'These writings of his are strongly alive; in most instances Jung does not present us with final solutions and last words about any of the great East-West problems, but rather with suggestions for a deeper kind of approach, thus opening up new planes of investigation.' - Journal of Analytical Psychology
“My own world of European consciousness had become peculiarly thin… it is quite possible that India is the real world and that the white man lives in a madhouse of abstractions.” C.G. Jung was inspired to write these words after his very first visit to India. Long concerned with the hold that myth and archetype had on the human psyche, it was inevitable that the legendary psychoanalyst would turn his attention to Eastern modes of thought.
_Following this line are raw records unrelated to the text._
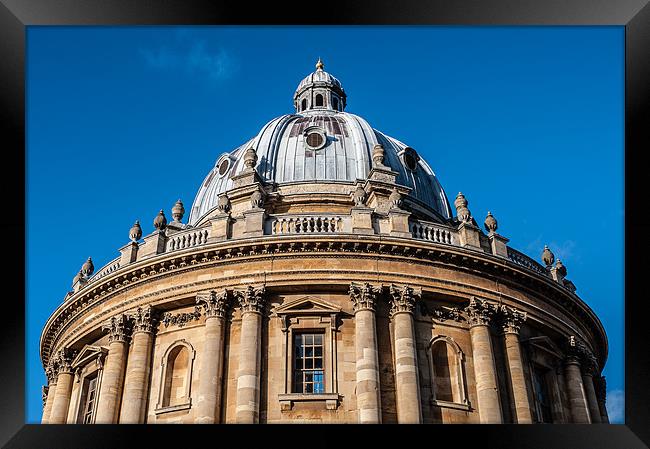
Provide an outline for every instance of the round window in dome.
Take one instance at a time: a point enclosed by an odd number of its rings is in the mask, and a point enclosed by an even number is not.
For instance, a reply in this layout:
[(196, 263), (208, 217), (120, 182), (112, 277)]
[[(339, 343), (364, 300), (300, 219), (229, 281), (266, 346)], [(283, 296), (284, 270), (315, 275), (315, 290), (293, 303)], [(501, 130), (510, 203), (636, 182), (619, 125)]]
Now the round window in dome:
[(319, 127), (309, 127), (304, 132), (305, 145), (310, 150), (318, 150), (325, 146), (327, 143), (327, 135), (325, 131)]

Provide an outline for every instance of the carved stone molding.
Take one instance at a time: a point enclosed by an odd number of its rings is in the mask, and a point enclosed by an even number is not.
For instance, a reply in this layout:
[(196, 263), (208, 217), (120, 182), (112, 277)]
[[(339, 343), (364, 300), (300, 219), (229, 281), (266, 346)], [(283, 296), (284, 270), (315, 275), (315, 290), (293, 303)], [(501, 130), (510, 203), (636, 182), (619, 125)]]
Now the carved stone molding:
[(138, 307), (129, 314), (133, 321), (133, 333), (146, 332), (152, 334), (157, 325), (156, 311), (151, 306)]
[(201, 317), (201, 309), (197, 305), (194, 307), (194, 312), (184, 312), (184, 313), (165, 312), (160, 321), (165, 325), (165, 327), (169, 327), (170, 325), (184, 327), (187, 323), (194, 320), (198, 320), (200, 317)]
[(235, 290), (235, 298), (239, 302), (242, 313), (262, 313), (266, 305), (265, 292), (264, 287), (254, 288), (252, 285), (245, 290)]
[(514, 307), (502, 305), (499, 309), (501, 315), (501, 326), (506, 334), (518, 334), (521, 325), (526, 321), (526, 312), (521, 312)]
[(352, 282), (349, 293), (354, 313), (360, 310), (371, 310), (374, 312), (377, 297), (381, 294), (381, 290), (382, 288), (380, 286), (370, 285), (367, 282), (363, 284)]
[(202, 292), (196, 295), (196, 303), (203, 308), (206, 318), (223, 318), (228, 309), (228, 291)]
[(465, 308), (470, 327), (487, 326), (497, 312), (497, 306), (487, 300), (472, 297)]
[(121, 341), (128, 343), (131, 336), (131, 320), (125, 314), (119, 314), (102, 325), (102, 330), (108, 332), (108, 342)]
[(390, 316), (391, 318), (396, 313), (410, 313), (415, 311), (415, 303), (422, 297), (421, 288), (413, 288), (405, 285), (398, 287), (391, 284), (389, 288), (390, 293)]

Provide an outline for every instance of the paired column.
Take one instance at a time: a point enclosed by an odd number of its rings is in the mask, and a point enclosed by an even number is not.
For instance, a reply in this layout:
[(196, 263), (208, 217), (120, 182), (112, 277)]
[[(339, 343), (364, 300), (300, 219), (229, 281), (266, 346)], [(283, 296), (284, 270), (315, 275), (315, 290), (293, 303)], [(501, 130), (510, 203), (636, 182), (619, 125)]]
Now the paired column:
[(481, 424), (501, 424), (503, 417), (489, 329), (496, 307), (487, 301), (472, 298), (465, 311), (470, 324), (479, 419)]
[(503, 338), (506, 346), (506, 359), (508, 361), (508, 372), (510, 374), (510, 386), (512, 398), (515, 405), (516, 422), (518, 424), (531, 424), (533, 422), (528, 400), (528, 389), (524, 378), (524, 367), (521, 358), (521, 346), (519, 344), (519, 329), (521, 323), (526, 320), (526, 313), (519, 312), (512, 307), (503, 306), (502, 326)]
[(259, 422), (262, 311), (266, 299), (264, 287), (248, 286), (236, 291), (241, 307), (241, 337), (239, 342), (239, 370), (237, 371), (237, 423)]
[[(214, 424), (221, 415), (223, 376), (224, 321), (227, 293), (209, 292), (197, 296), (196, 302), (205, 313), (205, 343), (201, 362), (201, 382), (196, 402), (196, 424)], [(258, 349), (259, 352), (259, 349)], [(241, 352), (245, 354), (244, 351)]]
[[(120, 423), (122, 424), (142, 424), (145, 422), (154, 331), (157, 321), (154, 315), (155, 313), (152, 307), (147, 306), (144, 308), (138, 307), (129, 316), (133, 322), (133, 337), (124, 379), (124, 396), (122, 399), (122, 410), (120, 412)], [(119, 346), (118, 350), (121, 350), (121, 348), (122, 346)], [(124, 346), (124, 350), (127, 349)], [(111, 356), (111, 350), (109, 349), (109, 358)], [(117, 362), (119, 360), (121, 359), (117, 358), (114, 363), (115, 373), (118, 375), (119, 367)], [(106, 365), (108, 366), (108, 362)], [(119, 382), (119, 379), (115, 378), (113, 382)]]
[(102, 384), (97, 401), (97, 424), (115, 424), (118, 421), (122, 387), (129, 349), (130, 326), (126, 315), (117, 315), (102, 326), (109, 332), (108, 355), (104, 364)]
[(375, 322), (375, 303), (380, 287), (368, 283), (350, 285), (355, 322), (357, 368), (357, 409), (359, 423), (381, 423), (379, 391), (379, 357)]
[(74, 380), (71, 363), (72, 354), (66, 349), (61, 349), (54, 360), (57, 380), (52, 409), (47, 421), (49, 424), (65, 424), (68, 418), (68, 407), (70, 406), (70, 395), (72, 394), (72, 382)]
[(413, 313), (421, 290), (416, 291), (408, 286), (400, 289), (391, 285), (390, 296), (395, 347), (397, 421), (400, 424), (419, 424), (422, 422), (422, 404)]

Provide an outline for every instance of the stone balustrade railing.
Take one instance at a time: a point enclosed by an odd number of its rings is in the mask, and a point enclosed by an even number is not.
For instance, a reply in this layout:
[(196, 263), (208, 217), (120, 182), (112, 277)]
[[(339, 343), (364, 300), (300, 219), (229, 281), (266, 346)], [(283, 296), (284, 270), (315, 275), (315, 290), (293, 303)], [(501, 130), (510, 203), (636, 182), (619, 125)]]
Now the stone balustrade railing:
[(341, 215), (275, 215), (267, 221), (270, 235), (285, 234), (337, 234), (350, 232), (350, 216)]
[(533, 270), (538, 272), (539, 274), (548, 276), (546, 268), (544, 268), (541, 263), (535, 262), (533, 259), (525, 255), (524, 253), (517, 251), (516, 249), (512, 249), (508, 247), (508, 259), (510, 259), (517, 265), (521, 265), (522, 267), (526, 267), (529, 270)]
[(426, 221), (412, 221), (409, 227), (415, 239), (458, 245), (458, 237), (454, 229)]
[(209, 236), (209, 228), (193, 228), (177, 234), (172, 234), (167, 240), (166, 250), (167, 252), (171, 252), (200, 246), (208, 242)]

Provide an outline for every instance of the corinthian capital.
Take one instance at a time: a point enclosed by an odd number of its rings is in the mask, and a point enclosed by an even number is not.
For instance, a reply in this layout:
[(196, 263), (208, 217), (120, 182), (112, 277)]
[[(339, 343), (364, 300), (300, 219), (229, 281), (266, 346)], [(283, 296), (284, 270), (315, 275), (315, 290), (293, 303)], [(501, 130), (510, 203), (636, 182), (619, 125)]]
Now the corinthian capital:
[(228, 308), (228, 292), (202, 292), (196, 295), (196, 303), (203, 307), (206, 318), (223, 318)]
[(514, 307), (501, 306), (501, 326), (506, 334), (518, 334), (521, 324), (526, 321), (526, 312), (520, 312)]
[(354, 313), (360, 310), (371, 310), (374, 312), (377, 296), (381, 293), (381, 287), (370, 285), (367, 282), (363, 284), (353, 282), (350, 284), (349, 293)]
[(390, 316), (396, 313), (406, 312), (413, 313), (415, 310), (415, 302), (422, 296), (422, 289), (409, 287), (405, 285), (400, 288), (396, 285), (390, 286)]
[(246, 290), (235, 290), (235, 297), (239, 301), (242, 313), (262, 313), (266, 304), (264, 293), (264, 287), (254, 288), (252, 285), (246, 287)]
[(151, 306), (138, 307), (129, 313), (128, 318), (132, 321), (133, 333), (146, 332), (152, 334), (158, 322), (156, 312)]
[(111, 317), (110, 321), (102, 325), (102, 330), (108, 332), (108, 342), (114, 341), (128, 342), (131, 334), (131, 326), (129, 318), (124, 315), (116, 315)]
[(469, 305), (465, 308), (470, 327), (487, 326), (496, 313), (497, 308), (494, 304), (478, 298), (472, 298)]

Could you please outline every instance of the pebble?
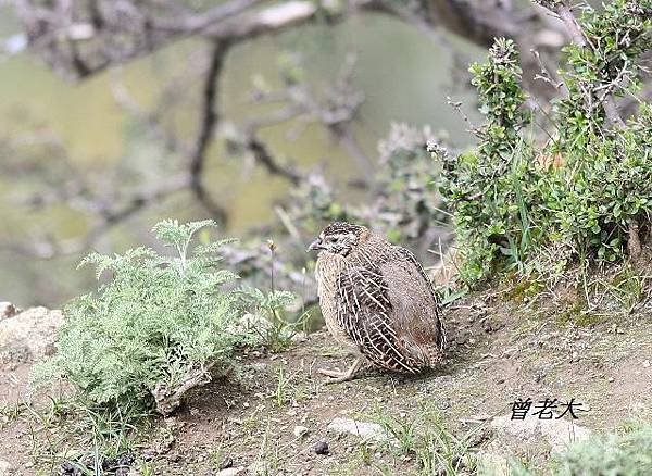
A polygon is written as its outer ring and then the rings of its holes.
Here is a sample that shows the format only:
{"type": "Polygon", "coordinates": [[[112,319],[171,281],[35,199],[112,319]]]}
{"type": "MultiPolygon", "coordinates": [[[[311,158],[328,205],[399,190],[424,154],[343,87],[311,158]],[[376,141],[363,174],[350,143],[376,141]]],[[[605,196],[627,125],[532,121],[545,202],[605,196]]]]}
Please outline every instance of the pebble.
{"type": "Polygon", "coordinates": [[[308,427],[305,427],[305,426],[297,425],[297,426],[294,427],[294,436],[296,436],[297,438],[300,438],[300,437],[302,437],[303,435],[306,435],[306,434],[308,434],[308,431],[309,431],[309,429],[308,429],[308,427]]]}
{"type": "Polygon", "coordinates": [[[324,440],[322,441],[317,441],[315,443],[315,453],[317,454],[329,454],[330,451],[328,450],[328,443],[324,440]]]}
{"type": "Polygon", "coordinates": [[[234,459],[231,456],[226,456],[224,460],[222,460],[222,463],[220,463],[220,471],[228,469],[229,467],[233,467],[233,465],[234,459]]]}

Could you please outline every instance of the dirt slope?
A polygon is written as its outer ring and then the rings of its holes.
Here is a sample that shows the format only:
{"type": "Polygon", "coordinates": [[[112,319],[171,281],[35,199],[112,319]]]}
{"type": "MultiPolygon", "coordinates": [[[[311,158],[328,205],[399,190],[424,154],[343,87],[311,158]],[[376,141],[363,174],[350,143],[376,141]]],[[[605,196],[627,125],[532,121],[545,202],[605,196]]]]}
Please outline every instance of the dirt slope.
{"type": "MultiPolygon", "coordinates": [[[[496,298],[457,303],[447,312],[446,365],[417,378],[369,373],[352,383],[325,385],[317,368],[342,368],[350,361],[324,331],[281,354],[248,351],[239,356],[237,374],[197,389],[174,417],[158,422],[142,446],[148,461],[139,467],[165,475],[416,474],[423,454],[409,442],[398,441],[408,448],[400,451],[327,427],[336,417],[396,418],[405,426],[414,423],[417,435],[428,429],[422,425],[430,425],[419,423],[424,412],[436,412],[450,435],[472,434],[472,451],[489,453],[499,466],[505,454],[537,466],[550,458],[554,443],[517,433],[510,439],[491,424],[491,417],[506,415],[509,421],[512,403],[527,398],[535,404],[546,398],[575,399],[587,410],[573,422],[582,430],[613,430],[632,418],[652,422],[649,310],[591,327],[565,323],[550,312],[537,314],[496,298]],[[316,453],[317,443],[326,454],[316,453]],[[229,469],[220,473],[224,466],[229,469]]],[[[23,393],[29,365],[0,369],[5,405],[23,393]]],[[[11,466],[7,474],[37,474],[26,421],[7,411],[0,418],[0,474],[2,461],[11,466]]],[[[136,465],[131,472],[139,474],[136,465]]]]}

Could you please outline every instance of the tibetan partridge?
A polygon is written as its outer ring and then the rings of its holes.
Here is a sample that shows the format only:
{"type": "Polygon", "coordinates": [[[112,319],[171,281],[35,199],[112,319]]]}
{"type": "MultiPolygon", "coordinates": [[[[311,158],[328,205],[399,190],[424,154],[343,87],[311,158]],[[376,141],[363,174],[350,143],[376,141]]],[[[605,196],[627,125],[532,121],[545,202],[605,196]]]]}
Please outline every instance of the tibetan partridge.
{"type": "Polygon", "coordinates": [[[349,380],[364,363],[416,374],[441,361],[446,342],[432,285],[414,254],[364,226],[328,225],[309,250],[318,250],[315,275],[329,333],[356,354],[349,380]]]}

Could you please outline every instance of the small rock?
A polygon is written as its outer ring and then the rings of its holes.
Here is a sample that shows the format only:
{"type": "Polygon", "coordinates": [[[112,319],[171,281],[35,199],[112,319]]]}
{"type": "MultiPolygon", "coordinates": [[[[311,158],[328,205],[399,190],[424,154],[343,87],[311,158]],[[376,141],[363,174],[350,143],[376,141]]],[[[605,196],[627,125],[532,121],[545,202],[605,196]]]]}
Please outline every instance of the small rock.
{"type": "Polygon", "coordinates": [[[226,469],[217,472],[216,476],[237,476],[239,474],[244,474],[246,471],[247,469],[244,467],[228,467],[226,469]]]}
{"type": "MultiPolygon", "coordinates": [[[[0,310],[2,312],[2,310],[0,310]]],[[[61,311],[32,308],[0,318],[0,362],[39,361],[52,353],[61,311]],[[18,361],[16,361],[16,359],[18,361]]]]}
{"type": "Polygon", "coordinates": [[[356,422],[353,418],[335,418],[328,429],[338,434],[348,433],[365,440],[387,441],[391,436],[377,423],[356,422]]]}
{"type": "Polygon", "coordinates": [[[328,443],[324,440],[322,441],[317,441],[315,443],[315,453],[317,454],[329,454],[330,451],[328,450],[328,443]]]}
{"type": "MultiPolygon", "coordinates": [[[[3,302],[0,303],[4,304],[3,302]]],[[[9,461],[4,461],[4,460],[0,460],[0,476],[4,476],[8,475],[11,472],[11,464],[9,464],[9,461]]]]}
{"type": "Polygon", "coordinates": [[[222,460],[222,463],[220,463],[220,471],[228,469],[230,467],[234,467],[234,459],[231,456],[226,456],[222,460]]]}
{"type": "Polygon", "coordinates": [[[305,426],[297,425],[294,427],[294,436],[297,438],[301,438],[303,435],[306,435],[309,429],[305,426]]]}
{"type": "Polygon", "coordinates": [[[478,451],[476,458],[478,474],[492,476],[509,476],[511,474],[510,463],[502,454],[478,451]]]}
{"type": "Polygon", "coordinates": [[[7,318],[7,317],[13,317],[20,311],[21,311],[20,309],[17,309],[15,305],[13,305],[9,301],[0,302],[0,320],[7,318]]]}

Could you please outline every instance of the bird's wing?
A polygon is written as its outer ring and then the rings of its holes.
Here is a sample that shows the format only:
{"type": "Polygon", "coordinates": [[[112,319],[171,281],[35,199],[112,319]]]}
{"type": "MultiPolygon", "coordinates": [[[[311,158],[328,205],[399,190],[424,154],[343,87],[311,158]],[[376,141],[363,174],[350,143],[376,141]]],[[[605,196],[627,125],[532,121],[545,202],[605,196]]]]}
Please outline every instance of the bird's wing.
{"type": "Polygon", "coordinates": [[[351,267],[339,276],[338,324],[373,364],[417,373],[419,362],[405,351],[392,327],[389,286],[378,267],[351,267]]]}
{"type": "MultiPolygon", "coordinates": [[[[418,326],[417,323],[414,323],[414,325],[416,328],[422,327],[418,328],[418,331],[419,334],[422,334],[422,337],[427,337],[424,336],[426,329],[432,329],[434,326],[435,331],[437,334],[437,346],[439,347],[439,349],[443,349],[443,347],[446,346],[446,329],[443,328],[443,324],[441,322],[441,309],[437,291],[435,290],[432,283],[426,275],[424,267],[412,251],[398,246],[394,246],[393,249],[398,261],[403,262],[405,264],[404,270],[408,272],[406,275],[404,275],[404,289],[402,290],[402,292],[399,292],[399,295],[402,297],[402,299],[405,299],[406,297],[413,302],[417,301],[417,297],[424,301],[425,305],[423,306],[423,309],[418,310],[418,312],[415,312],[413,316],[414,318],[422,318],[424,321],[423,323],[421,323],[423,324],[423,326],[418,326]],[[413,273],[413,271],[415,271],[415,273],[413,273]],[[413,276],[413,274],[415,274],[415,276],[413,276]]],[[[391,265],[391,263],[388,263],[388,265],[391,265]]],[[[394,276],[397,277],[397,279],[394,280],[400,281],[401,276],[397,275],[400,275],[403,270],[401,270],[400,266],[396,266],[396,263],[393,268],[394,276]]],[[[393,293],[390,292],[390,295],[393,293]]]]}

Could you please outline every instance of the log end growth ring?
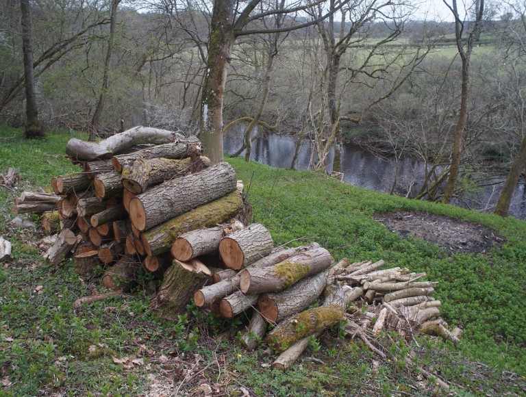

Psychology and the East collects together many of Jung’s most memorable writings on the subject, including his Psychological commentaries on the I Ching and The Tibetan Book of the Dead, his thoughts on Buddhism and Islam and a full travelogue of that fateful first encounter with India in 1936.
Table of Contents
Editorial Note. Commentary on The Secret of the Golden Flower. Psychological Commentary on The Tibetan Book of the Dead. Yoga and the West. The Dreamlike World of India. What India Can Teach Us. Psychological Commentary on The Tibetan Book of the Great Liberation. Foreword to Suzuki's Introduction to Zen Buddhism. The Psychology of Eastern Meditation. The Holy Men of India Foreword to Abegg, Ostasien denkt anders. Foreword to the I Ching. On the Discourses of the Buddha.
Carl Gustav Jung (1875-1961). Founded the analytical school of psychology and developed a radical new theory of the unconscious that has made him one of the most familiar names in 20th Century thought.